Butch met them just inside the door. “You didn’t change,” he said, frowning. “Didn’t you get my message? Frank said he’d be sure to tell you.”
Joanna sighed. “Frank did give me the message, but there wasn’t enough time to go out to the department and still be here on time. I’m sure the clothes I’m wearing will work. I promise not to spill anything.”
“It’s not that,” Butch said. “It’s just that everyone else is dressed a lot more casually than you are.”

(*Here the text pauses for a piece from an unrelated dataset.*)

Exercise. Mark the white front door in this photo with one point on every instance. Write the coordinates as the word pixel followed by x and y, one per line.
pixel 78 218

“Don’t worry,” Joanna said. “I’ll be fine. Now come on. Where are your parents? Let’s go get the introductions out of the way so I can stop being nervous about meeting them.”
Outside, Joanna found that the backyard was lit with a series of festive-looking lanterns complete with lighted candles. Predictably, three men-George Winfield, Jim Bob Brady, and a portly man in shorts, sandals, and socks, who made Jim Bob look slim by comparison-were clustered near the barbecue. Even across the yard, Joanna could see that Butch Dixon resembled his father, Donald. The older man was taller and much heavier than his son. In contrast to Butch’s clean-shaven head, his father had thick, curly gray hair, but their facial features were almost identical.
Halfway down the yard, Eva Lou Brady sat at Eleanor’s cloth-covered picnic table engaged in subdued conversation with a heavyset woman with thinning gray hair who looked to be in her mid-sixties.
“Come on,” Butch said to Joanna, taking her hand and leading her down the backyard. “I’ll introduce you to my father first.”
They met Eleanor Winfield halfway to the barbecue. She looked her daughter up and down, pursed her lips, and said nothing, but Joanna got the message all the same.